Wednesday, June 14, 2006

Environmental Fraud and Fanaticism

Environmentalism on its face seems a worthy cause. Who doesn't like animals? Who doesn't want to preserve the beauty of the world around us?

As practiced, however, environmentalism has become a religion. Despite the fact that humans evolved from goo just like every other species of creature, plant, and microorganism (I say this for argument's sake, not from a closely held belief, mind you), we alone seem to attract the environmentalists' ire. All plants, animals, and microorganisms affect their environments, some with disastrous results for other species and their habitats. Yet environmentalists condemn only humans for "destructive" habits.

Environmentalists routinely value animals and even plants above the lives of mere humans. One example is the discouragement of use of DDT to end malaria in Africa because it might harm birds' eggs. While the harm to birds' eggs is debatable (junkscience, for example, says there is no connection between DDT and harmful thinning of birds' eggs), the number of dead and sickly Africans due to malaria is not.

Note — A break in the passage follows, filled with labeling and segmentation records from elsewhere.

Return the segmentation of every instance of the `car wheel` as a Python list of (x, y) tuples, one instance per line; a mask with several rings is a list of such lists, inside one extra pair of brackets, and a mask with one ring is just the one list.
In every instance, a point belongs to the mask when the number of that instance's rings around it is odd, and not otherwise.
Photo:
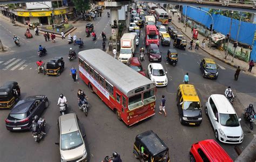
[(48, 106), (49, 106), (49, 102), (48, 100), (46, 100), (44, 104), (45, 104), (45, 109), (48, 108)]
[(196, 162), (196, 159), (194, 159), (194, 157), (192, 154), (192, 153), (190, 153), (190, 162)]
[(218, 140), (219, 139), (219, 133), (218, 133), (217, 130), (215, 130), (214, 136), (215, 136), (215, 138), (216, 138), (216, 139), (218, 139)]

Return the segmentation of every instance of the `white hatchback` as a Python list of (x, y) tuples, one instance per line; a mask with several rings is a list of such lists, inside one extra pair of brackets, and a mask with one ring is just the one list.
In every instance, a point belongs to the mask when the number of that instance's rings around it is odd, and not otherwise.
[(228, 144), (240, 144), (244, 132), (235, 111), (227, 98), (223, 94), (212, 94), (205, 104), (205, 113), (214, 130), (215, 137)]
[(165, 71), (161, 64), (149, 64), (147, 66), (147, 73), (150, 79), (156, 83), (156, 86), (164, 86), (167, 85), (167, 71)]

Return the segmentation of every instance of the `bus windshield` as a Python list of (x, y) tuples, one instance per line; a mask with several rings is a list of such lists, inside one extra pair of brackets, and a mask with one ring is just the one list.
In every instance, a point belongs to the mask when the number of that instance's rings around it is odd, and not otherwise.
[(142, 100), (142, 94), (138, 94), (132, 96), (129, 99), (128, 108), (132, 110), (143, 105)]

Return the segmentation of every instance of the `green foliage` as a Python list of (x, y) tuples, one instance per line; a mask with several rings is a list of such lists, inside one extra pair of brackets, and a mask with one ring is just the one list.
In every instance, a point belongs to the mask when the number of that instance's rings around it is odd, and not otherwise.
[[(209, 10), (208, 12), (211, 14), (220, 14), (226, 17), (232, 17), (232, 14), (231, 11), (230, 10), (221, 10), (219, 9), (211, 9)], [(249, 12), (242, 12), (241, 21), (243, 22), (250, 22), (250, 18), (252, 16), (252, 14)], [(246, 16), (242, 16), (242, 15), (245, 15)], [(238, 11), (233, 11), (233, 18), (240, 20), (241, 15)]]
[(89, 10), (91, 9), (90, 0), (73, 0), (76, 10), (78, 11)]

Yet they insist on continuing ineffective means for combating malaria, rather than condoning the use of the one thing that can save people from this wretched disease. Perhaps there is a reason that most environmentalists come from Europe and the U.S. where living conditions are so good that they need not fear this deadly and debilitating disease.

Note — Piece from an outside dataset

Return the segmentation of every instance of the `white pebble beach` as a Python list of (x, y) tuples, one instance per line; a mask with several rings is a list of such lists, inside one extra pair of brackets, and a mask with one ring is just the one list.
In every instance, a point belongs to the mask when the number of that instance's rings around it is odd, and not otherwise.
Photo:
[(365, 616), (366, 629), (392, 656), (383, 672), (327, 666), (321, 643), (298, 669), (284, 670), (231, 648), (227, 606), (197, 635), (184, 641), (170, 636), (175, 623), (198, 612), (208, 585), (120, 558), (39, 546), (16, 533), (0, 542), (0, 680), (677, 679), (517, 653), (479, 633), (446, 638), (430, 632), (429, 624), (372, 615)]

These fanatics will not only fudge data to get their way, but they will even create it if that's what it takes. John Stossel reported that in Washington State, government biologists, determined to prove that lynx lived in Washington, "nailed pieces of carpet soaked with catnip onto trees, hoping a lynx would rub up against them and leave some fur -- evidence of the lynx's existence in this particular area." Of course they found hairs on the carpet, and they sent samples to the lab which showed that they were in fact lynx hairs. This would be bad news indeed for ranchers and farmers in the area who could lose their land rights in favor of an threatened species. As it turns out, the biologists, those impartial proponents for Truth, had rigged the tests. "[T]he regulators went to a zoo, got hair samples from captive lynx, and sent those hairs to the lab to be tested. "

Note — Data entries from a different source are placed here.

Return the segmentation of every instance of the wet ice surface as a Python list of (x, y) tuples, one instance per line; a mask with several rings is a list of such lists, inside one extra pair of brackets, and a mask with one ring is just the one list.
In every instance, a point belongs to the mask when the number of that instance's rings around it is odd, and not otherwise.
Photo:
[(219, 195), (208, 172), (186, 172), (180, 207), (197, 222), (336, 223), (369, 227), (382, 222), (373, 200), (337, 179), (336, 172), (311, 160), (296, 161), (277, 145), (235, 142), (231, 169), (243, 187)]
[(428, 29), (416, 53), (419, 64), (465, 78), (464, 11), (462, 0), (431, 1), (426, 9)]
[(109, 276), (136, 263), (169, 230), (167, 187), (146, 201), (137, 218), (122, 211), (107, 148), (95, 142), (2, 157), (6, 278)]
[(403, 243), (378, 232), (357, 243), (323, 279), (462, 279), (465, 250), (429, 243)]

From "Religious Fanatics Terrorize American Farmers" by John Stossel:
Science-fiction author Robert A. Heinlein once wrote, "In declaring his love for a beaver dam (erected by beavers for beavers' purposes) and his hatred for dams erected by men (for the purposes of men) the 'Naturist' reveals his hatred for his own race -- i.e., his own self-hatred." The "Naturist" religion, which today we call "environmentalism," elevates every other form of life above human life.
This is madness.

Surely, we can and should take steps toward preserving the environment. In truth, we have been, and the environment is much cleaner than it was thirty years ago. That's a good thing. But when radicals for whom environmentalism is a religion attempt to destroy the Constitutional rights of American citizens and trample the inalienable rights to life of dying and sickly Africans, they've gone too far. The fraud and the fanaticism have to stop.

Related posts:
Some Good News on Earth Day
A Green in Support of Nuclear Energy?
Gore on the Importance of Over-representation of "Fact"

1 Comments:

At 8/15/2007 6:07 PM, Blogger Ed Darrell said...

There are dozens of studies that show DDT's breakdown products are responsible for thinning the eggs of wild birds, fatally for the chicks. Check out the Fish and Wildlife Service site; check out the National Wildlife Federation site.

Why would one use something from a site that admits it has junk science? Those guys are bizarre on almost all science issues.